Pulsa el play y déjate sorprender por las tres primeras canciones. “Big chef” es un rompepistas de esos que te ponen a sudar como si fuera la primera vez en tu vida que lo haces. “Nervous” derrocha elegancia y consigue erizarte el vello como lo hacen esos viejos discos de Robert Gordon. Y “Space Mambo”, con su poderío instrumental, llega para confirmar lo que ya se podía intuir con las dos primeras canciones del disco.

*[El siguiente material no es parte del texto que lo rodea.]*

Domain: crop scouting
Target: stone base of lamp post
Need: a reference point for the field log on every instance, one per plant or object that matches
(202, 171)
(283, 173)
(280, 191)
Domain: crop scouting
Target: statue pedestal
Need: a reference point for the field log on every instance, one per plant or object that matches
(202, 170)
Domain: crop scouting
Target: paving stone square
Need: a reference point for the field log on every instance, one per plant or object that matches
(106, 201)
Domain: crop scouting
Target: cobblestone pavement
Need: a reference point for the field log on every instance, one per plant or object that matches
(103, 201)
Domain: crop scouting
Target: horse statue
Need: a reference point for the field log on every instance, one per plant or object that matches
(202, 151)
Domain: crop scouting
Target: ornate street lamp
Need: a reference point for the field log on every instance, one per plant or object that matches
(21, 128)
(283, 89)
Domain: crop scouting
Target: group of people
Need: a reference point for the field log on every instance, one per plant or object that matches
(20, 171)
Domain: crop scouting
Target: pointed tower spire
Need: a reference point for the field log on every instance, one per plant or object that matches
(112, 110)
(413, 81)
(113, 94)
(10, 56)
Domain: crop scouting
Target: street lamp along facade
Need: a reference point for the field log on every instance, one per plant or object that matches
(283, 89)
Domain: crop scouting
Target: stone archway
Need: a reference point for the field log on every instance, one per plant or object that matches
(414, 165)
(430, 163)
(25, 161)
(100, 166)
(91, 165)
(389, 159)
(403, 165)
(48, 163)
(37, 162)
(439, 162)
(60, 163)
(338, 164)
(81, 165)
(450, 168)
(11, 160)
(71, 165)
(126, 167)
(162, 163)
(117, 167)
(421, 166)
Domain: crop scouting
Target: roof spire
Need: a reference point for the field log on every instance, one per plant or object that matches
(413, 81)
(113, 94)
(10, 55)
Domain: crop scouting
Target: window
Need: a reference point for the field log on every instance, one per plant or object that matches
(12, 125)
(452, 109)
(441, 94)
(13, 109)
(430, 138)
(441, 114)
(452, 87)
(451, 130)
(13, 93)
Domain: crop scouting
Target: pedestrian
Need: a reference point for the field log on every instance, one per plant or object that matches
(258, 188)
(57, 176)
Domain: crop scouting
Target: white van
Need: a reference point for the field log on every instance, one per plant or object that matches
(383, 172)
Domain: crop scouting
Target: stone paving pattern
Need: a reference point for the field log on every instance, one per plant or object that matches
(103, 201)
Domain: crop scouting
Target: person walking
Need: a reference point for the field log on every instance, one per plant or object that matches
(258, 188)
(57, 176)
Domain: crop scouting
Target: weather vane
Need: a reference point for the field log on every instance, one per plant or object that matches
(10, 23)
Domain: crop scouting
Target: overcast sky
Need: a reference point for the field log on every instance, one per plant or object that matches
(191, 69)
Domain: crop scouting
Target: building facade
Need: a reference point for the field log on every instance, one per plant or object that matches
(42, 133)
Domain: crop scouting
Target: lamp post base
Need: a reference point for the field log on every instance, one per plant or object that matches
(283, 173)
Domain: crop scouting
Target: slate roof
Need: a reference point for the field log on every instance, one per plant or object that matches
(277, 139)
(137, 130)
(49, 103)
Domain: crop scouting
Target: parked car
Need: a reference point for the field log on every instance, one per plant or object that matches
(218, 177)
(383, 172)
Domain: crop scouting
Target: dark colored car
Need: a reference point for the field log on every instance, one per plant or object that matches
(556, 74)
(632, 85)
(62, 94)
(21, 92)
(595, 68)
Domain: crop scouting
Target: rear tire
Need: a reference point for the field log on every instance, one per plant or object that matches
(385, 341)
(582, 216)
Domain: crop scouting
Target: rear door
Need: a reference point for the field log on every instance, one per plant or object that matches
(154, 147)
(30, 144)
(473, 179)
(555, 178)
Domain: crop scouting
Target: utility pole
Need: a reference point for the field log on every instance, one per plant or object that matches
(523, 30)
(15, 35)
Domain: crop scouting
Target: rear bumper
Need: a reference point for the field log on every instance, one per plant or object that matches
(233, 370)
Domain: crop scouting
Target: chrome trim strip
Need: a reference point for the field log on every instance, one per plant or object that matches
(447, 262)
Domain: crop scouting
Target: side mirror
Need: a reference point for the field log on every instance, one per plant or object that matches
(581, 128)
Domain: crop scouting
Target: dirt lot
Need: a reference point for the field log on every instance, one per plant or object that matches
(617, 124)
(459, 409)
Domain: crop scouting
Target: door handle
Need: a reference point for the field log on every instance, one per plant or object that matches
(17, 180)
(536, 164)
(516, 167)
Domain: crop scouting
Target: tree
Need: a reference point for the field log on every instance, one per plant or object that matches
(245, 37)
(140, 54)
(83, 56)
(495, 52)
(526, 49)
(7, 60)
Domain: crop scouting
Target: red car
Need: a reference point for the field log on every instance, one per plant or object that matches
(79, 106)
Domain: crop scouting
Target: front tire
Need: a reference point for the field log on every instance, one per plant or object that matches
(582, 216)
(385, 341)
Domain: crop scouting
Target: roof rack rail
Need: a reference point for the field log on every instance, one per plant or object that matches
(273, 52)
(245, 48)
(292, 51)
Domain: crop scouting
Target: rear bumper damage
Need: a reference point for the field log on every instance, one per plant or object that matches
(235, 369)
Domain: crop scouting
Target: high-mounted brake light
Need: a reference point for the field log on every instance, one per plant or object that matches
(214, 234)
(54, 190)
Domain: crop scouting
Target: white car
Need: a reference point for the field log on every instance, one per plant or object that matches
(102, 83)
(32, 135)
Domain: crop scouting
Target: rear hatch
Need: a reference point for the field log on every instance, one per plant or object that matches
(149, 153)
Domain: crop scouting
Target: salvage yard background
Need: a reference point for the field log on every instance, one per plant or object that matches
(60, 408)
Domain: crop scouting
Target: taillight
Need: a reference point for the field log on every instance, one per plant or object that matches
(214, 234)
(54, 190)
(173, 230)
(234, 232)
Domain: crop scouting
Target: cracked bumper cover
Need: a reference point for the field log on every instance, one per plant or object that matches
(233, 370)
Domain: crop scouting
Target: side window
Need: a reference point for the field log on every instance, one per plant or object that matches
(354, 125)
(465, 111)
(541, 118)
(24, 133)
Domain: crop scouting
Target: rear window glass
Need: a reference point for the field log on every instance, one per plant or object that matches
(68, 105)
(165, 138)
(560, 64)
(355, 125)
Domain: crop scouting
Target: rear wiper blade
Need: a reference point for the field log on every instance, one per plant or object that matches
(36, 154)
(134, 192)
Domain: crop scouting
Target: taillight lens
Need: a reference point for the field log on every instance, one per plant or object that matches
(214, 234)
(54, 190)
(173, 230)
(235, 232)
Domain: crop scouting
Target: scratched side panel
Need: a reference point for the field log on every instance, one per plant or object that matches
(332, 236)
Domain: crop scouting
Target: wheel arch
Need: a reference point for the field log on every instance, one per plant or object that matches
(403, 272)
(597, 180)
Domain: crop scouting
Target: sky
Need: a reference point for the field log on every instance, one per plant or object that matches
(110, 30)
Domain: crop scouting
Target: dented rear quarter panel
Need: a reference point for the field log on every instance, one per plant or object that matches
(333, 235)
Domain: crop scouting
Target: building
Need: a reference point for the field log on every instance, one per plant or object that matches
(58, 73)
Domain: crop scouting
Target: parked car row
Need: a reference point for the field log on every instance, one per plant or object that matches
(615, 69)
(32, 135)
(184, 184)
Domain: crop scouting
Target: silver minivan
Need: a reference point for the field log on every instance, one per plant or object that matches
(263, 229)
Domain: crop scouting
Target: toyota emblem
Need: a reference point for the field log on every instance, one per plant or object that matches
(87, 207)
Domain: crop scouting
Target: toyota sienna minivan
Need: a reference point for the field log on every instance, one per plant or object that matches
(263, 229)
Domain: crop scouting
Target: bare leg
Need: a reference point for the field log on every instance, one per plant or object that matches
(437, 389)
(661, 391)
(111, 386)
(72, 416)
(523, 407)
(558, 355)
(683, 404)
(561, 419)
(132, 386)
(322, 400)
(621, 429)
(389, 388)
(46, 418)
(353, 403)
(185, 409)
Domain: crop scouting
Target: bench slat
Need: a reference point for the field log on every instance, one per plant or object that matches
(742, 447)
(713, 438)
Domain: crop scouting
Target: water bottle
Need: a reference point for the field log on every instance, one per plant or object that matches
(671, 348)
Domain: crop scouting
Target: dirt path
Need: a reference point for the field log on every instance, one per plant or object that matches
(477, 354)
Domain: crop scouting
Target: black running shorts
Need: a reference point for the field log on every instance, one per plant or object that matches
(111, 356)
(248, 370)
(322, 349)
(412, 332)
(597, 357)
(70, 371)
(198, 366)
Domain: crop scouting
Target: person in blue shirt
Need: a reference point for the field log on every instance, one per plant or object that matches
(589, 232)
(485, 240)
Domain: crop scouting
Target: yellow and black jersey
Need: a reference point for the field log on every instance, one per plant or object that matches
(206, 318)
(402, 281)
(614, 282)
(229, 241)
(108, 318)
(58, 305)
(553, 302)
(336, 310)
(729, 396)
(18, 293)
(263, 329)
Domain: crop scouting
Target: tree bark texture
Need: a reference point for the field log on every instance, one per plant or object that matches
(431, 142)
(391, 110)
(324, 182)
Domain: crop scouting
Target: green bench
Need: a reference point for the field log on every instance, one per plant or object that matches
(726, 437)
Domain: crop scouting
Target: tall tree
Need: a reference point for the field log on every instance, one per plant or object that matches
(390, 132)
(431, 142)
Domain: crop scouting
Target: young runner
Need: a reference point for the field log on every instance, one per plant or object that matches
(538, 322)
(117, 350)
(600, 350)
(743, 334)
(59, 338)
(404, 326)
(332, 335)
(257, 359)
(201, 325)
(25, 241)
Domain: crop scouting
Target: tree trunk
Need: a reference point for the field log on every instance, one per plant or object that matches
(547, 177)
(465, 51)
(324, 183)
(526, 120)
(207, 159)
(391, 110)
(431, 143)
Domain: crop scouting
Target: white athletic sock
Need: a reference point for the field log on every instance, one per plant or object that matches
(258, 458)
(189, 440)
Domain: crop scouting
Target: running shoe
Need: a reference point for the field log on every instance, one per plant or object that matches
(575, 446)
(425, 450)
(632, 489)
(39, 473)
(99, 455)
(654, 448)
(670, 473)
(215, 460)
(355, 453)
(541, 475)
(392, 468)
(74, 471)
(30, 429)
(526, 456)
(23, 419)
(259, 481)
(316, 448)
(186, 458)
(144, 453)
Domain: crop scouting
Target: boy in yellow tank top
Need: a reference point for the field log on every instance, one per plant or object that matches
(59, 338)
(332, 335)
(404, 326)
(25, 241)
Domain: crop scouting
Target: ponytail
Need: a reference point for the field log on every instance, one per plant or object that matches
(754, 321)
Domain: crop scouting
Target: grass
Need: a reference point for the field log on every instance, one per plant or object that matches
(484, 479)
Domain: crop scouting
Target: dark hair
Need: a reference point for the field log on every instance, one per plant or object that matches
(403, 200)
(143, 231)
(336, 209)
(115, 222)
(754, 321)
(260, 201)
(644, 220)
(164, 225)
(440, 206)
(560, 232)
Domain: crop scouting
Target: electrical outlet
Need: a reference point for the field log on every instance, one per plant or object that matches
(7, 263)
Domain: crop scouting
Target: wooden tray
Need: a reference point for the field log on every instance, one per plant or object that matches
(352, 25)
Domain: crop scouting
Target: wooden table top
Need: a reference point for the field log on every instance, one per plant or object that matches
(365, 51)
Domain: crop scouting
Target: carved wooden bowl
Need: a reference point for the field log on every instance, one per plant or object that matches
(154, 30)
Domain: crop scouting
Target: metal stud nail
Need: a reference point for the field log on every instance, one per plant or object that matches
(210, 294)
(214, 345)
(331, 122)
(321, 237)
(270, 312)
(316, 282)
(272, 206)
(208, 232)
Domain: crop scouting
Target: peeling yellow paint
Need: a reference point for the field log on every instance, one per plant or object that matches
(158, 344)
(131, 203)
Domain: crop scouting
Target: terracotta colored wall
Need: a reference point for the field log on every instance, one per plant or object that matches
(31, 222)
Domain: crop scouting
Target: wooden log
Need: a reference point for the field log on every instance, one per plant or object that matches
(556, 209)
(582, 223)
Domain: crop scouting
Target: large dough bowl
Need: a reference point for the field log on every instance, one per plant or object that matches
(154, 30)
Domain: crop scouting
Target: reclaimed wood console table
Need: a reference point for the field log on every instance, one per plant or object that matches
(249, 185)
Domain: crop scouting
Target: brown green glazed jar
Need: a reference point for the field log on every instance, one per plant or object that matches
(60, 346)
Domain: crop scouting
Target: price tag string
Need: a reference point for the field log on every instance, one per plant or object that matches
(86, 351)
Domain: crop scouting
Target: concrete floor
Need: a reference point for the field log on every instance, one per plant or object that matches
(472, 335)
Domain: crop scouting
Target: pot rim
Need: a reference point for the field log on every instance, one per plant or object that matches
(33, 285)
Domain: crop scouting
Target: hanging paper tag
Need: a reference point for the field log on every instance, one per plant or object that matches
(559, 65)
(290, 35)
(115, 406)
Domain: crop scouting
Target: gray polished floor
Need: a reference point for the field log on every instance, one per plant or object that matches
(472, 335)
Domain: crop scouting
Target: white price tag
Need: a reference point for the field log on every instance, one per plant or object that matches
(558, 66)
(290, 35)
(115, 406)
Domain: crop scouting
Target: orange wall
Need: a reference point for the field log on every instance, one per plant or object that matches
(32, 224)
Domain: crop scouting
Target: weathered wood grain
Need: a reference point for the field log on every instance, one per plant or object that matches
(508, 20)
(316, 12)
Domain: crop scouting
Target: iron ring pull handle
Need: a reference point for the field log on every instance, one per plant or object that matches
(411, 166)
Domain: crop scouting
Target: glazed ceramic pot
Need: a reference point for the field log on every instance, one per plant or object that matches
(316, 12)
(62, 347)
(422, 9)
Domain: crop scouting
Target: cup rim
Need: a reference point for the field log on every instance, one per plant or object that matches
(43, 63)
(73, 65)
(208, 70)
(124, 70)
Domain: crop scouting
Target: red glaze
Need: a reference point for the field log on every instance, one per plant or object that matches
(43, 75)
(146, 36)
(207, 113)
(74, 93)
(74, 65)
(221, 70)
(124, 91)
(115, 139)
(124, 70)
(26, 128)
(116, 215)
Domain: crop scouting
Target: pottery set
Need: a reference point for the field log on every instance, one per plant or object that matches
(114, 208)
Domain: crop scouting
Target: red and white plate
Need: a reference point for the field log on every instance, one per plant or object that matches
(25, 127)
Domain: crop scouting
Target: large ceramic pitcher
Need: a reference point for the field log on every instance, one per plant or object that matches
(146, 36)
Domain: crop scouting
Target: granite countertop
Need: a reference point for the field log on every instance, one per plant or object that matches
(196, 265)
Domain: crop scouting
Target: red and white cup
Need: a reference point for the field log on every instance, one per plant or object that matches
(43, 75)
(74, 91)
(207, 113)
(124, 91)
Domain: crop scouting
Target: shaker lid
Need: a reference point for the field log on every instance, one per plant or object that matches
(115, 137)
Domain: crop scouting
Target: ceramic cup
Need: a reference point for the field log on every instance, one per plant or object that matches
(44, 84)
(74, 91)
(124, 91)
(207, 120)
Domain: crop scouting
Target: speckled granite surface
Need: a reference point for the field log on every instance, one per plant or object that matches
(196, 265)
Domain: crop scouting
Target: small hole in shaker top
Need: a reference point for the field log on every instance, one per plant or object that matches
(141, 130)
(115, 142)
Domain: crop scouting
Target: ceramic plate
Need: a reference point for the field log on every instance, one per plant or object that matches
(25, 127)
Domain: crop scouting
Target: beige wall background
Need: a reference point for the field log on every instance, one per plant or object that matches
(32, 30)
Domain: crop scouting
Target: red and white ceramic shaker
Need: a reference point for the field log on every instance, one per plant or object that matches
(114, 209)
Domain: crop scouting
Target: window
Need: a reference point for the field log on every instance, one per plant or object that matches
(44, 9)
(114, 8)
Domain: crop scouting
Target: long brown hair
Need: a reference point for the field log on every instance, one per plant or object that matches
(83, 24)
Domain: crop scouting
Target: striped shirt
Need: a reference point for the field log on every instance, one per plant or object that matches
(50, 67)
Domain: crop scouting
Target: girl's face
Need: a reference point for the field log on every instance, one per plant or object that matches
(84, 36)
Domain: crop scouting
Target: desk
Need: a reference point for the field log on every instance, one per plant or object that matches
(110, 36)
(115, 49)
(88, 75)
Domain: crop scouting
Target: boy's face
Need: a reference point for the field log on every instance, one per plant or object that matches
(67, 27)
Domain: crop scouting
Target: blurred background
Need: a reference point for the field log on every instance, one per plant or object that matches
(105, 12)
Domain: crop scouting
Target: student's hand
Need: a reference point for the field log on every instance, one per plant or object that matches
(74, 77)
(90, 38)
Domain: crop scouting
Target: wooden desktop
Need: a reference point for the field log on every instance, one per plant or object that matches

Estos tipos van sobrados.

Y no se crean que la cosa se queda ahí. Más tarde, te vuelven a atrapar con la juguetona “Keep your hands off my pocket” y la descontracturante “Brownie”, por citar algunas.

Y, encima, son tan chulos que cuentan con una batería, Daniela Kennedy, de las que quitan el hipo, tanto por como por su buena planta como por su buen hacer a la hora de aporrear los tambores. Si pasan cerca de tu ciudad, procura no estar en el limbo porque grupos como el que nos ocupa no se forman todos los días.